Name-shame amendments given green light

5 minute read


A Queensland parliamentary committee has approved controversial changes to the National Law.


Complaints against GPs could be made public before an investigation is complete if amendments to the National Law are passed by Queensland’s parliament – as the state’s health committee recommended in a final report last week. 

The recommendation comes despite alarm from healthcare industry groups during an inquiry into the proposed changes. 

A ban on using patient testimonials – which have increasingly worried both medical and social media experts in recent months – would also go if the amendments package passes in its current form. 

But while Queensland’s health and environment committee supported removing the testimonials ban, it also called on state Health Minister Yvette D’Ath not to begin the process until an independent review of the regulation of health practitioners in cosmetic surgery was complete. 

The ban’s removal should also wait until guidelines and educational materials on the use of testimonials in health service advertising had been produced, the committee report said. 

Ms D’Ath introduced the National Law amendments bill in May, prompting strong objections to several of its measures by the RACGP, ACRRM, the AMA and other healthcare professionals’ groups. 

One such measure would give AHPRA, the national boards or the health ombudsman the power to issue a public statement about a health practitioner who was subject to an investigation or disciplinary proceedings.  

“I’m very concerned about the potential impact of some of the proposed amendments on practitioners,” RACGP president Adjunct Professor Karen Price said earlier in the year. “This could cause significant undue reputational damage that ruins careers and ultimately impacts on patient access to care.” 

The AMA’s Queensland branch said in a submission to the inquiry that unfounded or false accusations “would remain available, permanently, in the public domain, and a revocation by the regulator cannot effectively and practically correct the public record”. 

While the committee noted these “significant concerns” in the final report, it believed the powers proposed were “appropriate” and that the threshold for using them was high. Despite this, opposition committee members Rob Molhoek and Sam O’Connor said they also had reservations about the amendment. 

The amendment to ban the use of patient testimonials in advertising regulated health services also attracted widespread opposition during the inquiry.  

AMA Queensland was “concerned there are pockets of low health literacy and there are a large number of Australians who are vulnerable to manipulative messages – we believe that patient testimonials are exactly that sort of manipulative statement”. 

In its report, the committee said some prohibitions on testimonials would remain, including where the testimonial was likely to be misleading or deceptive or create “an unreasonable expectation of beneficial treatment”. The two Opposition committee members, however, also had reservations about this amendment. 

The bill, if passed, would further give national regulators a new power to issue interim prohibition orders (IPOs) that would prevent or restrict unregistered practitioners from providing health services. 

The RACGP argued this power could be unacceptably overused, with regulators able to apply unnecessary conditions to practitioners whose registration had lapsed through no fault of their own. ACRRM said IPOs would result in further bureaucracy, extending the period of uncertainty a GP would face. 

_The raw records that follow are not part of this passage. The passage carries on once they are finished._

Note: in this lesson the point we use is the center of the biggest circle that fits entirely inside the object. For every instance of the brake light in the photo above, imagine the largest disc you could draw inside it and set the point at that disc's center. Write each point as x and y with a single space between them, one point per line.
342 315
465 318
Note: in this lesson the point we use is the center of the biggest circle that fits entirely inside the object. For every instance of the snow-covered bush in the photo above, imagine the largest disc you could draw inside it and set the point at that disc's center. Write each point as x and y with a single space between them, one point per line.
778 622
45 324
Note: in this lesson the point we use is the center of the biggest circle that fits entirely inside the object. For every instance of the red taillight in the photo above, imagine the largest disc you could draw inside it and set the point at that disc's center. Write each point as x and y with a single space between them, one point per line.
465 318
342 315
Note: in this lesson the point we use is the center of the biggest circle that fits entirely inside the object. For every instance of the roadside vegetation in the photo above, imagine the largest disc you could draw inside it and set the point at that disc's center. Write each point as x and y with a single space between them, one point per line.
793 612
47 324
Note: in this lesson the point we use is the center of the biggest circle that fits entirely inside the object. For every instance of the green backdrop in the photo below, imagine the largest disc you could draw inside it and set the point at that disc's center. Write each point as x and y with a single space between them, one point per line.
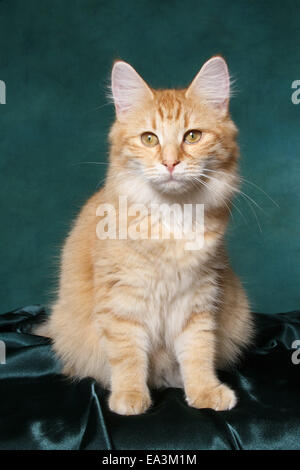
55 59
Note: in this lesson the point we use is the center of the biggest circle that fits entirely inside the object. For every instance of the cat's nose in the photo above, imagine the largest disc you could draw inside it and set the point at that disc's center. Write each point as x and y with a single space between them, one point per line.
171 165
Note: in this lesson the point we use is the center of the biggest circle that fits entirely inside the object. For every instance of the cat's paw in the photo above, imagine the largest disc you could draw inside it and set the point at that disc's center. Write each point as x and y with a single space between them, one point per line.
130 402
218 397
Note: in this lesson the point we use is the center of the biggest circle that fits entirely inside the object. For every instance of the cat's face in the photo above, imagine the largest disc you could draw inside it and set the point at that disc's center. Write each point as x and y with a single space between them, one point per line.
173 140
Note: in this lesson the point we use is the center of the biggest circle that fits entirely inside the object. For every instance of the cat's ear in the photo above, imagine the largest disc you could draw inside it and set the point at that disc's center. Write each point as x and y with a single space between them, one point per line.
128 88
212 83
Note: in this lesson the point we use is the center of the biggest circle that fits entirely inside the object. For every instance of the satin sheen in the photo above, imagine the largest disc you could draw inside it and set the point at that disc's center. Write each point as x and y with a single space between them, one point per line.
41 409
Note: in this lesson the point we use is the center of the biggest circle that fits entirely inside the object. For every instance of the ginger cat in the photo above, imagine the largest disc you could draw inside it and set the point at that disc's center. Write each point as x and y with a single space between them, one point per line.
140 313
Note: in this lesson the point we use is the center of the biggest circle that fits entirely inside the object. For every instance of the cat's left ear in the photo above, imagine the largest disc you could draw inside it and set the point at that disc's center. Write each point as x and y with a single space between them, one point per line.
212 83
128 88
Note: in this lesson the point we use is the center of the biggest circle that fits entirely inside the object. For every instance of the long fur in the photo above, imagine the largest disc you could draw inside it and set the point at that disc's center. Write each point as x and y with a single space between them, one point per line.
146 313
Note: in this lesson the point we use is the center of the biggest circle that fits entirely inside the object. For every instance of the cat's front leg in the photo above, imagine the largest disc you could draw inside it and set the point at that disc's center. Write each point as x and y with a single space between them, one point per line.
196 350
126 349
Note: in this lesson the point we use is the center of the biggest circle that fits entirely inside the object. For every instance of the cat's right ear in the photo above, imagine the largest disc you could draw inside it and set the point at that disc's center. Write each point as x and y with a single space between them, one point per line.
128 88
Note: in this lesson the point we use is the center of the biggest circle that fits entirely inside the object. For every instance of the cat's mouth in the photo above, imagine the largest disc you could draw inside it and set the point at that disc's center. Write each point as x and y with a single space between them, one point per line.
171 183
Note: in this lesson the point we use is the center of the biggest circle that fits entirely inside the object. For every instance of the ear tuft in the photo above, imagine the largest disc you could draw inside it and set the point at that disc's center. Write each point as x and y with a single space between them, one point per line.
212 83
128 88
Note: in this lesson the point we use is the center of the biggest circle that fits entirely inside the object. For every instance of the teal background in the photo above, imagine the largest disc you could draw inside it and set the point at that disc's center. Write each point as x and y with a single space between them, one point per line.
55 58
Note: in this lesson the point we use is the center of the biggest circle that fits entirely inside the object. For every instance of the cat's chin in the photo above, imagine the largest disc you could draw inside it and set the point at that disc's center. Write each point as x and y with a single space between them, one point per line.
171 187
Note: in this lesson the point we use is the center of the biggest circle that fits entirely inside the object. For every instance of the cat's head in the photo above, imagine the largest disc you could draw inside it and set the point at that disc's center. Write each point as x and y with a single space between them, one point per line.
172 142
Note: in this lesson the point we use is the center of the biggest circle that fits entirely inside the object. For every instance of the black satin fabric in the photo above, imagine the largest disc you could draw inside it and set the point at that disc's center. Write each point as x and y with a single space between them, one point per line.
41 409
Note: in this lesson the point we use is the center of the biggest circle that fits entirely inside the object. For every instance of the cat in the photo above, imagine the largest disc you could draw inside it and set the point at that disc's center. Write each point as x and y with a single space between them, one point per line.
135 314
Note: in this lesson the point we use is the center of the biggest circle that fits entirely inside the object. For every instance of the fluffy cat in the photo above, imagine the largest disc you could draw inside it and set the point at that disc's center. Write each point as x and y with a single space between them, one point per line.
144 313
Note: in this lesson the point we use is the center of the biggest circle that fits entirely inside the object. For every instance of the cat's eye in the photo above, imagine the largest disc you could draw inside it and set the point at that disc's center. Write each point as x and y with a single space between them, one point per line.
149 139
193 136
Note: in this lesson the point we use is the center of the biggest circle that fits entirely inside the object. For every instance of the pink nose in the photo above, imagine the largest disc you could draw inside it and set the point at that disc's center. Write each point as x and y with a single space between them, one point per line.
170 166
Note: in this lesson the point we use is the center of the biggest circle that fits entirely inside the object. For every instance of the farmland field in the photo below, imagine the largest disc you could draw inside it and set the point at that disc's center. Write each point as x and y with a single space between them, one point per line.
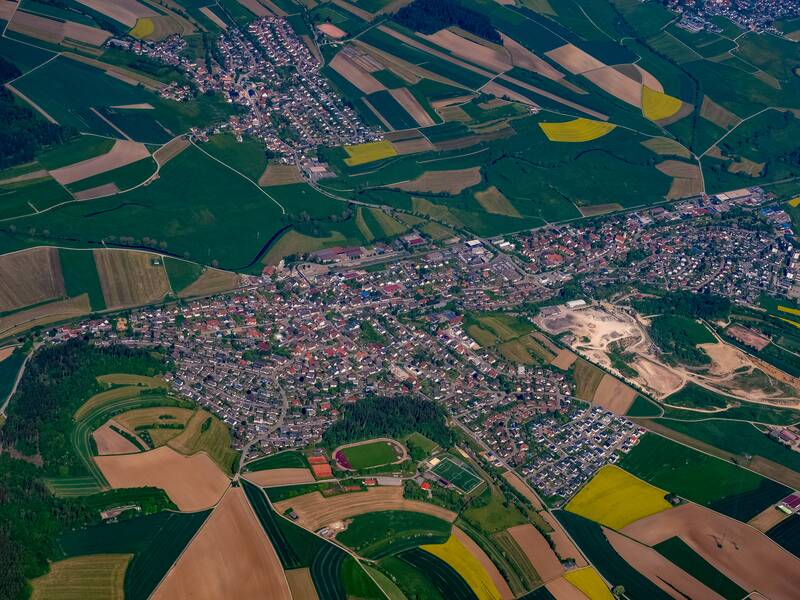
616 498
736 492
459 476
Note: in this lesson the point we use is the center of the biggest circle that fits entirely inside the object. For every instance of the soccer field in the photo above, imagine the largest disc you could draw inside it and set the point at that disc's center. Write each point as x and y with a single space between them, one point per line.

Queensland Health countered by arguing the measure allowed matters to be dealt with through disciplinary proceedings, providing an alternative to the current powers, which are limited to prosecuting the practitioner for an offence or waiting to impose conditions on the practitioner’s registration if they apply to renew it. 

Under yet a further amendment, national boards would be able to request information about a practitioner’s former practice arrangements if action is being taken against them. At the moment, when a board takes action, they can only request information from the practitioner about their current employer and arrangements. 

The RACGP said the lack of a show-cause process in this measure could unintentionally harm practitioners who were not at fault, while the AMA objected that the amendment did not clearly specify who is included within the meaning of a “practice arrangement” and “practice information”. 

Queensland Health responded that under the proposed amendments, disclosure would only be permitted if there was a link between the regulatory action taken and the practitioner’s previous practice. 

In a blistering dissenting report, One Nation committee member Stephen Andrew said the bill would give excessive executive power to AHPRA. 

“There is a negligible amount of transparency or accountability around [AHPRA’s] various activities, and the bill essentially hands it the power to do whatever it deems ‘necessary or convenient’ to safeguard a set of broadly drafted and undefined new ‘objectives’,” Mr Andrew said. 

“The amendments, moreover, contain no ‘right of reply’ for health professionals on evidence-based research and objective data.”  

If the bill is passed by Queensland’s single house of parliament, the amendments would automatically be applied in all states and territories that are part of the National Scheme. This excludes Western Australia, which must pass corresponding legislation, and South Australia, which must make regulations to apply the changes.